First of all, this book reminded me of John Cobb’s prolific work in quite a few ways.  The ability to tackle such a wide variety of key issues with such intellectual intensity is something that Cobb shares with Crockett and Robbins.  With economist Herman Daly, Cobb has written extensively on developing alternative economics in response to the ecological crisis that is informed by a very particular (Whiteheadian) philosophical perspective. I fully expect that Cobb would also be very interested, perhaps even applauding the bold nuclear energy proposal made in chapter 7 of Crockett and Robbins’ book. With biologist Charles Birch, he has written a great deal about the need to rethink science in ways that are nonreductionist as far too much mainstream science tends to be – and of course, this is by way of Whitehead as well. He has collaborated with other philosophers and theologians to develop new ways to think about a truly democratic politics in confrontation with American imperialism and corporate capitalism. He also maintains a deep and respectful conversation with his close friend Thomas J. Altizer, the theological grandfather of the current resurgence of Radical Theology who essentially put Death of God theology on the map decades ago. In his own way, Cobb calls for a secularizing theology from his perspective as a process theologian that is primarily concerned with material existence in this world – a notion that certainly resonates with Radical Theology.  In fact, I believe that all of Cobb's work that I just listed would resonate to a great extent with Crockett and Robbins' New Materialism.
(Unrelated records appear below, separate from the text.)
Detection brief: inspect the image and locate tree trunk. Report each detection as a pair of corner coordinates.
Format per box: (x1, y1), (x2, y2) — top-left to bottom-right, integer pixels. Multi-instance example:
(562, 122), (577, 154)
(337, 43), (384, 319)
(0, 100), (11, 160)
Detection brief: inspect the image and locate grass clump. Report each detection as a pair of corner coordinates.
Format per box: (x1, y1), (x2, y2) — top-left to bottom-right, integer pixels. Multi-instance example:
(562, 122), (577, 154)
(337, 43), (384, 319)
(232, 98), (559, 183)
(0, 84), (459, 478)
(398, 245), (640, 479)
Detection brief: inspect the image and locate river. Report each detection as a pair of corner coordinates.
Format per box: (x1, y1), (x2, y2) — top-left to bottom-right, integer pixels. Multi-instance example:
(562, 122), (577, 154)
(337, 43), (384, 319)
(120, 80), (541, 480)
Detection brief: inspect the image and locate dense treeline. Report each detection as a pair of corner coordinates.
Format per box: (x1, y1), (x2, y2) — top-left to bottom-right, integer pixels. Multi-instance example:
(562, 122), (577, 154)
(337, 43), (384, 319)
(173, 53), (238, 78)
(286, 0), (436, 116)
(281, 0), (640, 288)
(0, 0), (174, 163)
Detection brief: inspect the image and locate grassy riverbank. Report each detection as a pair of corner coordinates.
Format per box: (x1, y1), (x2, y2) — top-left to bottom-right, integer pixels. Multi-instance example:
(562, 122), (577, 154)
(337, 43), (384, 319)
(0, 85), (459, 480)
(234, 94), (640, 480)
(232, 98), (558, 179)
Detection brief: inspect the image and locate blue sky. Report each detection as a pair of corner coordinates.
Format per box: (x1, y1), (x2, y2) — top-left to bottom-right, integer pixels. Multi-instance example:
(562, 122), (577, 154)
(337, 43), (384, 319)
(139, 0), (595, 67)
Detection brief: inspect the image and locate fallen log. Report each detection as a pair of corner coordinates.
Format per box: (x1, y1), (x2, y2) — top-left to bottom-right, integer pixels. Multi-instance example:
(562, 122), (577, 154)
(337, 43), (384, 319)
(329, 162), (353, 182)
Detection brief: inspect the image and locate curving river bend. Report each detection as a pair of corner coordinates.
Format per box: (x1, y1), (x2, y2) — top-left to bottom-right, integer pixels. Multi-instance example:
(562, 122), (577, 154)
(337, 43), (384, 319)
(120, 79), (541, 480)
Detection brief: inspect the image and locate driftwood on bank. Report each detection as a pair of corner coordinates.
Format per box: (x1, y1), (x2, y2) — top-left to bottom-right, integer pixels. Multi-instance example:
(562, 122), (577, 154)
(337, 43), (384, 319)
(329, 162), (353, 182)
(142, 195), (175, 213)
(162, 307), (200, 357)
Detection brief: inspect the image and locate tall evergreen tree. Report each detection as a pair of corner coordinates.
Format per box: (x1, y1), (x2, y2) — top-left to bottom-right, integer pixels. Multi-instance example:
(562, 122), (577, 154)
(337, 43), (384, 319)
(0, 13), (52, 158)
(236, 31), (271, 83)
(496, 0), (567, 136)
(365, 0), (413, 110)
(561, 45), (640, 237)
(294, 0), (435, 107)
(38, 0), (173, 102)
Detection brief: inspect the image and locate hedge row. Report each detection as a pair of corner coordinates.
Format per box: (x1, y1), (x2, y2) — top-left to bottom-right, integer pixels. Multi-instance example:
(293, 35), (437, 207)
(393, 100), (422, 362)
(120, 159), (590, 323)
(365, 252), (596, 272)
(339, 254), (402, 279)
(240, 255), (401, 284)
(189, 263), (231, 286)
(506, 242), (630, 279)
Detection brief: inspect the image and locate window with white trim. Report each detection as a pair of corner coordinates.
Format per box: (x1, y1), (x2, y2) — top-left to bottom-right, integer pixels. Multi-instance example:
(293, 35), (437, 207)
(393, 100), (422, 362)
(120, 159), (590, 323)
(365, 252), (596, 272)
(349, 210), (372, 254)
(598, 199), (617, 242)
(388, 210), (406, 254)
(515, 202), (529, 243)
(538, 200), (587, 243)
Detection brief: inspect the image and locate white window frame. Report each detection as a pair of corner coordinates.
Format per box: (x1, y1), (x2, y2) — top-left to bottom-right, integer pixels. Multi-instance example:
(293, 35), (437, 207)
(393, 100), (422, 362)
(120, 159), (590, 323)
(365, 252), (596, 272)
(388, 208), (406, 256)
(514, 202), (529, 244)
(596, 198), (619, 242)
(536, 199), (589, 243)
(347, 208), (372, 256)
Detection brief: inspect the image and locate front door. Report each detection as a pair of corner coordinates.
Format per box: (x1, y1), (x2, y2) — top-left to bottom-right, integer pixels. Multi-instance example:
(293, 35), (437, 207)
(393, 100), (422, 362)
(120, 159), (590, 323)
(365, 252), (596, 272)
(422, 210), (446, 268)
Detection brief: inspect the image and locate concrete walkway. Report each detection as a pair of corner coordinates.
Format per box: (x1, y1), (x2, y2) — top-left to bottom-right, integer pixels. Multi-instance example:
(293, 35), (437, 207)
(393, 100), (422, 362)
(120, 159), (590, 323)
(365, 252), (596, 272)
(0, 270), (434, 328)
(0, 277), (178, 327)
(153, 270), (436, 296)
To get a little more specific, it seems to me that Cobb’s Whiteheadian-process metaphysics has a number of interesting connections to the New Materialist ontology developed in chapter 8 of Crockett and Robbins’ book, which is informed by Hegel and Deleuze. Like process theologians, their ontology is nondualistic (118), nonreductionist, pluralistic (though not atomistic), and emergentist (119). And like Whitehead, they see matter as “not really matter at all but matter-energy” (xx).  Cobb regularly explains process metaphysics in almost identical terms to illustrate Whitehead’s central notion of actual occasions, which are more like energy - thus moving away from more static notions of matter or substance. Crockett and Robbins again sound very much like Whitehead when they write, “…we can approach an understanding of being as an irreducible multiplicity that is nevertheless not atomist…Being is the becoming or evolution of space and time and takes the form of energy” (114). And again in the following similar quote: “…spacetime is nothing but an evolving system of relationships” (116). They also join Whiteheadians in their concern to bring philosophy into closer contact with the natural sciences (118) and by rejecting a sharp line between living and nonliving, organic and inorganic things (119). Finally, Crockett and Robbins agree with Whiteheadians in their perspective on thinking/minds/consciousness as “an emergent property” that cannot be subjected to either a traditional dualism or hardcore reductionism (132).  These are not insignificant points of connection between the New Materialism and Process Theology!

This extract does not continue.